Das BGH-Urteil NJW 2016, 2504 "Jaguar Vertragswerkstatt". Absolute und relative Marktmacht eines Automobilherstellers zu seinen Vertragswerkstätten


Exposé Écrit pour un Séminaire / Cours, 2018

23 Pages, Note: 2,0


Extrait


Inhaltsverzeichnis

A. Einführung

B. Analyse

I. Absolute Marktmacht oder marktbeherrschende Stellung
1. Meinungsstand
a) BGH
b) EU-Recht
2. Stellungnahme

II. Relative Marktmacht oder unternehmensbedingte Abhängigkeiten
1. Meinungsstand
a) BGH
b) EU-Recht
2. Stellungnahme

III. Wirksam ausgesprochene Vertragskündigung
1. Meinungsstand
a) BGH
b) Kündigungsschranke des § 20 GWB
c) Kündigungsschranke des § 242 BGB
2. Stellungnahme

C. Fazit

D. Literaturverzeichnis

A. Einführung

Das am 26.01.2016 ergangene Urteil (Az.: KZR 41/14 „Jaguar-Vertragswerkstatt“) des BGH betrifft den Status einer Automobil-Vertragswerkstatt als notwendige Ressource für Instandsetzungs- und Wartungsdienstleistungen.

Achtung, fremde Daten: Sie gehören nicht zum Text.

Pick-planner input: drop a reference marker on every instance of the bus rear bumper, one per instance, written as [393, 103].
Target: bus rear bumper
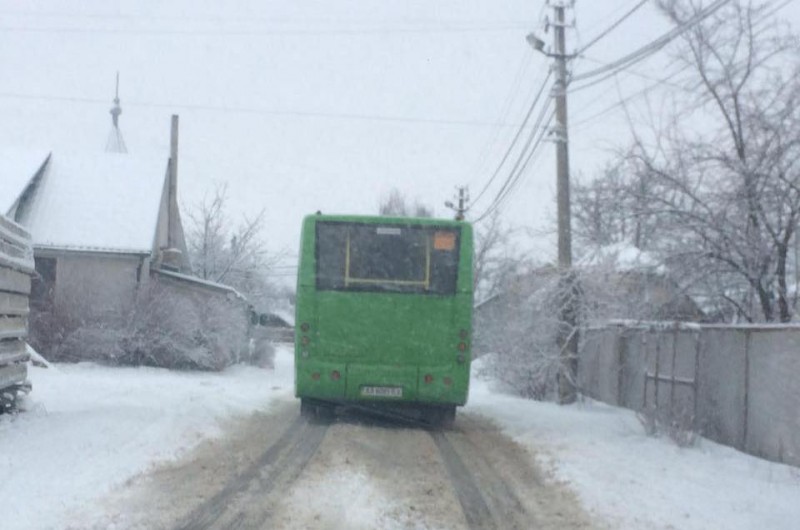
[354, 382]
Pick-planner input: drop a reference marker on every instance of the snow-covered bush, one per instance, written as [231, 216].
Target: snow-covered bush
[165, 327]
[523, 335]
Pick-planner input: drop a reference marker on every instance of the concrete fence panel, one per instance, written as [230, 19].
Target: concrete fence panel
[737, 385]
[721, 395]
[601, 377]
[773, 396]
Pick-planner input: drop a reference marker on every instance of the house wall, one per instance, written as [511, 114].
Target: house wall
[736, 385]
[16, 267]
[97, 285]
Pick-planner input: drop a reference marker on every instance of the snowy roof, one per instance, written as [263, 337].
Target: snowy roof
[17, 168]
[201, 282]
[621, 257]
[97, 201]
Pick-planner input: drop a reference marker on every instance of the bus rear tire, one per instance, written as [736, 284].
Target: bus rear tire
[317, 411]
[440, 417]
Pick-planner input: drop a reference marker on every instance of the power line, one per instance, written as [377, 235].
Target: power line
[652, 47]
[269, 112]
[515, 139]
[517, 177]
[505, 109]
[612, 27]
[658, 81]
[264, 32]
[521, 163]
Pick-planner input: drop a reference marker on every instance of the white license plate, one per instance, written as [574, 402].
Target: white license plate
[382, 391]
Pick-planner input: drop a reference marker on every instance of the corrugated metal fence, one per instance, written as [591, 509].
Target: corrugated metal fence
[16, 269]
[737, 385]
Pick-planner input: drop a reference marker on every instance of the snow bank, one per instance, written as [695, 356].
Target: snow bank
[633, 481]
[90, 428]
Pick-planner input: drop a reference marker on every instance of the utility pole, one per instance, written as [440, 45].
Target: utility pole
[568, 288]
[463, 199]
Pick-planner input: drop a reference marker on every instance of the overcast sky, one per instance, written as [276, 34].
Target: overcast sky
[322, 104]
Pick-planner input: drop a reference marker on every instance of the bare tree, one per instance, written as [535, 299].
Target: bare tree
[726, 192]
[494, 261]
[396, 204]
[233, 255]
[610, 210]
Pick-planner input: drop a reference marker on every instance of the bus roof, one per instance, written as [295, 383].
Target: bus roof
[382, 219]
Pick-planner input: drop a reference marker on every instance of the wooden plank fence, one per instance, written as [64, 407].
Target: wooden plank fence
[16, 270]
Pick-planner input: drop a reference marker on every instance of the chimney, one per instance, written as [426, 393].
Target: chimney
[173, 184]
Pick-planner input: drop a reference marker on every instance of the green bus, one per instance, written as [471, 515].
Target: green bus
[384, 316]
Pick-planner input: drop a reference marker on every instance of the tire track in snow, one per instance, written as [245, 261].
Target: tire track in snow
[235, 506]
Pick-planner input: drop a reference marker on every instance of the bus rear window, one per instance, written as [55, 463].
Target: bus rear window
[394, 258]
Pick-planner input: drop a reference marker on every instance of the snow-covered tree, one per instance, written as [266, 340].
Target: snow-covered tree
[230, 253]
[716, 191]
[395, 204]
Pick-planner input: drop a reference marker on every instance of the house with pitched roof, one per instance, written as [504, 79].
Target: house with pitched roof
[110, 254]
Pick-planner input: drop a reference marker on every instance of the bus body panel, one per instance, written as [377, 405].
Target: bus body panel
[383, 346]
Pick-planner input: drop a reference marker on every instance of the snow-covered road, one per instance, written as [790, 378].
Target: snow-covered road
[95, 438]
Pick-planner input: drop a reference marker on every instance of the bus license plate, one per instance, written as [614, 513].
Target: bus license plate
[382, 391]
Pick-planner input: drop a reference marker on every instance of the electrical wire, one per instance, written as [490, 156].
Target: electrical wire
[263, 32]
[650, 48]
[663, 81]
[532, 155]
[521, 162]
[504, 112]
[612, 27]
[262, 111]
[516, 138]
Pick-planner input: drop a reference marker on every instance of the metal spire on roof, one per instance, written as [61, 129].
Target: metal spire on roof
[115, 143]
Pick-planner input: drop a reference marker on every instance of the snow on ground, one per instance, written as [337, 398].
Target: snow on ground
[90, 428]
[635, 481]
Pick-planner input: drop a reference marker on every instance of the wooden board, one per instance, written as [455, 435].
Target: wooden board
[12, 281]
[12, 351]
[13, 304]
[13, 327]
[13, 374]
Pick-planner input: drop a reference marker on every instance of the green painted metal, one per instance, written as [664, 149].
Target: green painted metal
[346, 340]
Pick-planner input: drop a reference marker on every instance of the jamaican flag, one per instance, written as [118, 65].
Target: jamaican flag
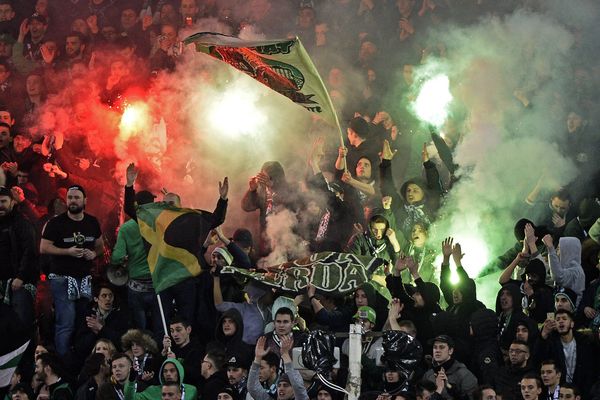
[174, 236]
[282, 65]
[329, 272]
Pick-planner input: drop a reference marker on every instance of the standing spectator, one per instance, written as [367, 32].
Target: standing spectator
[17, 249]
[73, 240]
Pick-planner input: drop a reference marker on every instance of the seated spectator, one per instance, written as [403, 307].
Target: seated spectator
[458, 381]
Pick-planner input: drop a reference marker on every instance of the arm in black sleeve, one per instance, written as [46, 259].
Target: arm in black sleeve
[218, 216]
[129, 202]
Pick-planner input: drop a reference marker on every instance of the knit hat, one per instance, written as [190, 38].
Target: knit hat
[224, 253]
[366, 312]
[567, 293]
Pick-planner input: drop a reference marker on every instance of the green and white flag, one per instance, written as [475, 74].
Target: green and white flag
[9, 362]
[282, 65]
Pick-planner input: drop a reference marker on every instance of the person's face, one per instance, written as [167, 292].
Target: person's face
[283, 324]
[39, 350]
[34, 85]
[119, 69]
[563, 324]
[284, 391]
[120, 369]
[414, 194]
[456, 296]
[265, 371]
[103, 348]
[6, 205]
[170, 34]
[73, 46]
[518, 354]
[5, 51]
[567, 394]
[207, 368]
[506, 302]
[229, 326]
[574, 122]
[170, 392]
[550, 376]
[235, 375]
[5, 138]
[321, 37]
[170, 373]
[560, 206]
[323, 395]
[405, 6]
[530, 389]
[188, 8]
[418, 236]
[392, 376]
[37, 28]
[79, 25]
[4, 72]
[306, 18]
[562, 303]
[363, 169]
[75, 201]
[137, 350]
[20, 144]
[441, 352]
[105, 299]
[19, 396]
[488, 394]
[522, 333]
[109, 33]
[6, 12]
[419, 302]
[128, 18]
[180, 334]
[378, 229]
[360, 298]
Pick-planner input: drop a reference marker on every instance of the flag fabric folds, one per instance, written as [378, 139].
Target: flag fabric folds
[329, 272]
[172, 234]
[282, 65]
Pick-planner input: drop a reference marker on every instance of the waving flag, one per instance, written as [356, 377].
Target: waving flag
[282, 65]
[172, 234]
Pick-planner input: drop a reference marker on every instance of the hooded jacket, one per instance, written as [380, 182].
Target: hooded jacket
[567, 268]
[153, 392]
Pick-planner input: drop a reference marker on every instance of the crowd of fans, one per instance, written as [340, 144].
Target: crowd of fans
[230, 339]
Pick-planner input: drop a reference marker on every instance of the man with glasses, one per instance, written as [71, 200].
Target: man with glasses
[507, 379]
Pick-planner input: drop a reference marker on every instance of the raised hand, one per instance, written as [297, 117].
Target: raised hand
[457, 254]
[131, 173]
[224, 188]
[447, 247]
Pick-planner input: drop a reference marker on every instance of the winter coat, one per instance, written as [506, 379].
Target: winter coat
[566, 269]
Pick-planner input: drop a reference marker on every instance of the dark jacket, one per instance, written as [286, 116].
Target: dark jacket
[486, 357]
[586, 364]
[21, 261]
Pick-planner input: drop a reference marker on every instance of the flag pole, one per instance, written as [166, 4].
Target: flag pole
[162, 314]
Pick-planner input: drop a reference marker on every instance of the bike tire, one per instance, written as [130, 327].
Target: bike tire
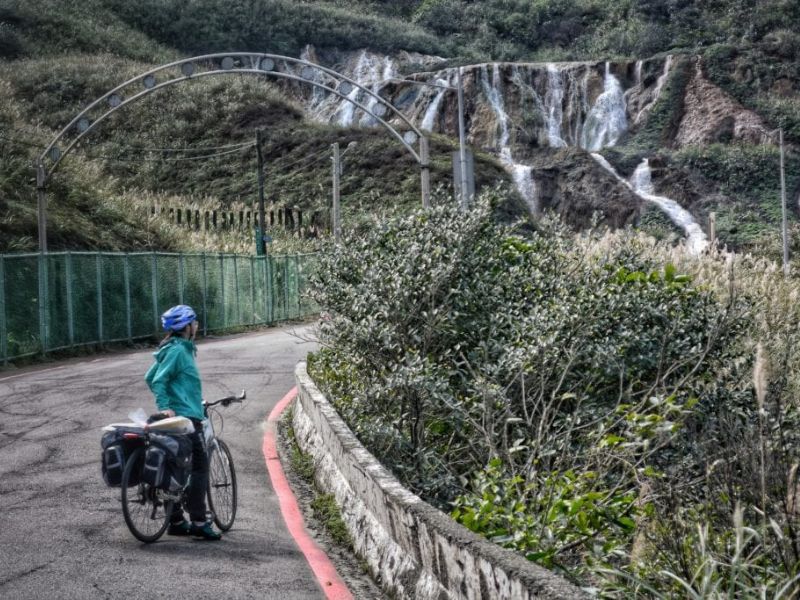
[222, 490]
[145, 514]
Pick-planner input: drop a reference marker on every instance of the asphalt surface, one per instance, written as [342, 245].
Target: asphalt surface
[62, 534]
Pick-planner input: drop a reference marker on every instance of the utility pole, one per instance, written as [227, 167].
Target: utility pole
[424, 157]
[261, 230]
[335, 214]
[783, 208]
[41, 196]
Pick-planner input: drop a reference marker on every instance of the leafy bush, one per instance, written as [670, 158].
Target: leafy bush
[559, 396]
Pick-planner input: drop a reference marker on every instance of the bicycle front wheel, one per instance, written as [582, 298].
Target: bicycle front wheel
[222, 494]
[146, 515]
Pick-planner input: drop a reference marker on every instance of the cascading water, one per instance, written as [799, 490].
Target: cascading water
[378, 79]
[553, 106]
[641, 184]
[371, 72]
[607, 119]
[433, 108]
[522, 174]
[559, 94]
[654, 95]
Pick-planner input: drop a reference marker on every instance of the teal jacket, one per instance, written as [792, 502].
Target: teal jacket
[175, 380]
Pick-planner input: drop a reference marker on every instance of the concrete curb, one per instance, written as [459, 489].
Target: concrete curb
[412, 549]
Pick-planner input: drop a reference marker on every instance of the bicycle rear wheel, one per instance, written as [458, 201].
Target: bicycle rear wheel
[222, 493]
[146, 515]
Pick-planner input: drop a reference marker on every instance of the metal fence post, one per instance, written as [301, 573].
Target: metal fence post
[222, 289]
[252, 291]
[238, 298]
[297, 284]
[99, 283]
[181, 275]
[42, 302]
[127, 276]
[286, 286]
[205, 294]
[154, 281]
[3, 332]
[267, 290]
[70, 311]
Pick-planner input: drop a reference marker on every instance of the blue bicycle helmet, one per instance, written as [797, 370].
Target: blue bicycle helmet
[178, 317]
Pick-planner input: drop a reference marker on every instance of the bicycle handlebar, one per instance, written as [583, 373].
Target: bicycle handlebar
[227, 400]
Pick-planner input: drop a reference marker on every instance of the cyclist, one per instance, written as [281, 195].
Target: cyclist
[175, 381]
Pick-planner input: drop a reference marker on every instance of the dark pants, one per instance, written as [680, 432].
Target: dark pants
[198, 484]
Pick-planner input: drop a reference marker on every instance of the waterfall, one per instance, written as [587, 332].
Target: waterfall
[522, 174]
[369, 74]
[376, 81]
[662, 79]
[641, 184]
[607, 120]
[553, 107]
[433, 108]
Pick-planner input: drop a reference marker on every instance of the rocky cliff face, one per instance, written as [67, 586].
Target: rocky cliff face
[526, 113]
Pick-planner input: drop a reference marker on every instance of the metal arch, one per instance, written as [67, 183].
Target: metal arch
[219, 70]
[97, 121]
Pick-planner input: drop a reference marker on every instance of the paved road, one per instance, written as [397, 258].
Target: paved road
[61, 530]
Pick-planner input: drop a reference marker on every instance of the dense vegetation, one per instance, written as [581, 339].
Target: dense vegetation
[598, 404]
[60, 55]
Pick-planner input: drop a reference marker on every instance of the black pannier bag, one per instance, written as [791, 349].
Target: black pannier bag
[168, 461]
[115, 453]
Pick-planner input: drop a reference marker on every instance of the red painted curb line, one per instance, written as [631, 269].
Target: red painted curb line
[326, 574]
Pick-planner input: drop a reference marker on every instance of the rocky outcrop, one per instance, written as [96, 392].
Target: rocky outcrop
[712, 116]
[573, 185]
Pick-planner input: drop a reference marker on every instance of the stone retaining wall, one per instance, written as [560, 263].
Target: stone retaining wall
[412, 549]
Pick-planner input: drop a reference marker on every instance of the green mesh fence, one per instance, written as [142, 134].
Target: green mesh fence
[62, 300]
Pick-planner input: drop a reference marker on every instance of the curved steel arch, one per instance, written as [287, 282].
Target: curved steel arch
[260, 64]
[82, 125]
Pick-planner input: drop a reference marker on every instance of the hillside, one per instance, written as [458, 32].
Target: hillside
[59, 56]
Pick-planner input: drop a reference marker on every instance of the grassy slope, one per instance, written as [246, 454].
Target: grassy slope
[62, 54]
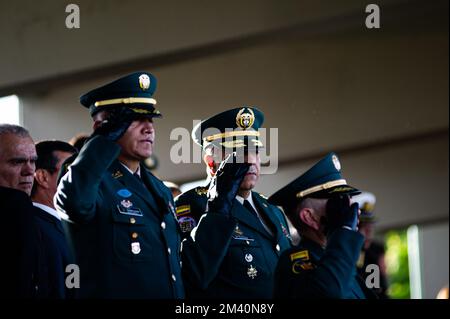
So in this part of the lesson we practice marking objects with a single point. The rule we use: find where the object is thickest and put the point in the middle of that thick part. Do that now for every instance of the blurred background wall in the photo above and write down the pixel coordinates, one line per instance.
(377, 97)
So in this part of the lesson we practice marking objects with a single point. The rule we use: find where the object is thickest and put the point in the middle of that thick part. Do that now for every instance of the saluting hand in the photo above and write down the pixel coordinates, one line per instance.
(115, 126)
(339, 213)
(225, 184)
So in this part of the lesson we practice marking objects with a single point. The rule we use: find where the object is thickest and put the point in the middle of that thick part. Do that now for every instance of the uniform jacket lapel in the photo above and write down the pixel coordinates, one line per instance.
(247, 218)
(270, 215)
(123, 176)
(160, 197)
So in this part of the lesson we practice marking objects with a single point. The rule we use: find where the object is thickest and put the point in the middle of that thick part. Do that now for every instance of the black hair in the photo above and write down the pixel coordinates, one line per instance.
(45, 152)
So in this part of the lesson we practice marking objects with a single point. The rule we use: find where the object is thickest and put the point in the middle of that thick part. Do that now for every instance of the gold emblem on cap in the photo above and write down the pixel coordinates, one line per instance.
(336, 162)
(144, 81)
(245, 120)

Im vorliegenden Fall hatte die Beklagte, Importeurin des englischen Automobilherstellers Jaguar in Deutschland1, der Klägerin im Zuge einer Neuordnung ihres Servicenetzes den Servicevertrag für Pkw der Marke gekündigt und entgegen der überwiegenden Zahl der sonstigen gekündigten Vertragswerkstätten den Abschluss ei­nes neuen Vertrages verweigert.

Die Feststellungsklage der Klägerin auf Zulassung zum Werkstättennetz und der Antrag auf Belieferung mit Originalersatzteilen zu Netzkonditionen wurden vom Landgericht Frankfurt abgewiesen. Der erstinstanzliche Feststellungsantrag wurde im Berufungsverfahren weiterverfolgt, hilfsweise sollte festgestellt werden, dass die ausgesprochene Kündigung unwirksam sei. Das Berufungsgericht hat die Berufung in Bezug auf den Hauptantrag zurückgewiesen und dem Hilfsantrag stattgegeben. Es hat hinsichtlich der Abweisung des Hauptantrags die Revision zugelassen.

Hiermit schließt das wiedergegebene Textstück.